For sheer diversity, Turkey is hard to beat. The country is best measured in multitudes – of people, natural landscapes and cultures. It is a land of vast open spaces and massive mountain ranges, fertile valleys and rugged coastline, fast-growing cities and sleepy villages, seaside resorts and remote beaches.
Countless waves of invasion, rebellion and immigration have forged a country whose cultural depth and breadth may surprise visitors as they venture not just through major cities, but across the country.
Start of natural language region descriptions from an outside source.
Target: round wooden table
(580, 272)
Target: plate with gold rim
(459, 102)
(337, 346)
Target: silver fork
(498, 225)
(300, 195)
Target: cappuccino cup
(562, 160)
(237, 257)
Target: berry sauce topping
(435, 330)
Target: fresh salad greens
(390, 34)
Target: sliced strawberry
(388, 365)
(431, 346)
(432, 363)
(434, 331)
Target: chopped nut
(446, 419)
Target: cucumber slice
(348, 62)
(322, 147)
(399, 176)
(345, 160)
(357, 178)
Turkey overflows with historic sites and archaeological wonders, all set in a varied and beautiful landscape. The Mediterranean coastline is punctuated with well-preserved Greco-Roman cities like Pergamom and Ephesus, while the otherworldly landscapes of the Cappadocia region harbour cave churches and underground cities.
Though capital status eludes it, Istanbul is very much the beating heart of the nation. The city is an archive of cultural influences throughout the centuries, playing host to Roman aqueducts, Byzantine churches and Ottoman mosques and palaces. Yet it’s no relic. Cafes, bustling bazaars, hammams (public baths), and nightclubs all buzz with activity.
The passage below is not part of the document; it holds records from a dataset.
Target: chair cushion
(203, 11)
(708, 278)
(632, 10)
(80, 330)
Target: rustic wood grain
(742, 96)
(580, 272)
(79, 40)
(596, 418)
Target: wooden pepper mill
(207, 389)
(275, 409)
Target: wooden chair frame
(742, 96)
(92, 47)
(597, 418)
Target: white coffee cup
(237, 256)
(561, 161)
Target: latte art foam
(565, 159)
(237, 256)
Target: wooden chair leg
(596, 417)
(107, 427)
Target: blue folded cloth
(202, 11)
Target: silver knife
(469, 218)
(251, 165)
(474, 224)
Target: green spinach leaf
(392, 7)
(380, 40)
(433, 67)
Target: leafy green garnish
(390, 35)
Still, Istanbul is just one piece of the vast Turkish puzzle. Beach-lovers can while away lazy sunny days at the ever-popular Bodrum, Marmaris and Izmir resorts along Turkey’s Aegean and Mediterranean coasts.
The unlikely capital city, Ankara, may be less frequented, but its location in central Anatolia makes it worthy of a few days’ visit, if only to witness the contrast between the city’s modernity and the surviving citadel. Away from the more European sensibilities of Istanbul, Ankara also presents an opportunity to gain insight into other facets of Turkish culture.
However deep its roots are, Turkey is today a thrusting and dynamic society, navigating cultural, economic and political change while seeking to retain the best of its multicultural heritage and time-honoured traditions. And that's arguably what makes it so rewarding.